Hyland offered two ideas for modernizing the regulatory environment. First, Hyland called for a fresh look at NCUA's review of its regulations in an effort to reduce regulatory burden and, second, Hyland endorsed capital reform, including PCA reform and the authorization of supplemental capital for credit unions.

NCUA Chairman Debbie Matz had earlier also endorsed secondary capital in her remarks.

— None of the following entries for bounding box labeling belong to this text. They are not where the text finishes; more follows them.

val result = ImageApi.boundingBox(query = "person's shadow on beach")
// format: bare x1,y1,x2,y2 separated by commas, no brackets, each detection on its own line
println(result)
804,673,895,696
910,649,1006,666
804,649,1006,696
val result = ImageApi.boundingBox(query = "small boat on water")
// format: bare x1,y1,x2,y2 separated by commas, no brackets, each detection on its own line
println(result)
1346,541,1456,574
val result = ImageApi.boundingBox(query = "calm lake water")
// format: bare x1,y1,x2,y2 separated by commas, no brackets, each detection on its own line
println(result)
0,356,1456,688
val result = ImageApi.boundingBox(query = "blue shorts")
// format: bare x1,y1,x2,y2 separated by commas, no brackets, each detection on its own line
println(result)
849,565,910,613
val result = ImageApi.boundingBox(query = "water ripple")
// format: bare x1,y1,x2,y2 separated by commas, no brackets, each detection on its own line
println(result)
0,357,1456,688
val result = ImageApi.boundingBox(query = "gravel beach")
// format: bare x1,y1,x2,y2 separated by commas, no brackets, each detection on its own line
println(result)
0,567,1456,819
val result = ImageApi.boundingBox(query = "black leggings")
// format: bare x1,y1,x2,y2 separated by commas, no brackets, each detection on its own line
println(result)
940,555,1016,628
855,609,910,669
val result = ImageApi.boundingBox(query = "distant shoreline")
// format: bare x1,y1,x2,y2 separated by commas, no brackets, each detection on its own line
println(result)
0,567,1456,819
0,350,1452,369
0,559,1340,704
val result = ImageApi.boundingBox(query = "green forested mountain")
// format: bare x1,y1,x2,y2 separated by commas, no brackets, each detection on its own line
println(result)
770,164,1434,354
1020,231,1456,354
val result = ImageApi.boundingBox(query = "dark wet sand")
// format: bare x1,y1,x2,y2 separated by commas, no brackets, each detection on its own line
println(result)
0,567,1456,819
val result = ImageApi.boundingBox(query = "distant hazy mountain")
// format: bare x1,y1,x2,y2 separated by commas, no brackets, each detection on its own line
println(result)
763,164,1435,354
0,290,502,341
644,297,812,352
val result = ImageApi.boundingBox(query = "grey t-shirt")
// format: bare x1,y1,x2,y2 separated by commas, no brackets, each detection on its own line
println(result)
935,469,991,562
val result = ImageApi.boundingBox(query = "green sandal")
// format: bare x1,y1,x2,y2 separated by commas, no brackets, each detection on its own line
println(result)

Hyland noted that currently, in compliance with IRPS 87-2 and IRPS 03-2, NCUA reviews all its regulations every three years to update, clarify and simplify existing regulations and eliminate redundant or unnecessary provisions. In addition, she noted NCUA must issue for comment an initial regulatory flexibility analysis for any regulation that will have a significant economic impact on a substantial number of small entities. Credit unions under $10 million in assets are currently considered "small entities."

"My belief is that it is time to update and modernize IRPS 87-2 and IRPS 03-2 given the significantly different circumstances for credit unions in 2011," Hyland said. "We need to ensure that we are continuing to fully comply with the intent of the policy. I believe NCUA should seriously consider revising the definition of "small entity" to a larger number, perhaps from $10 million to $50 million."

An increase in the threshold to $50 million would capture a percentage of credit unions much closer to the original percentage captured by the asset standard when it was first adopted, Hyland added.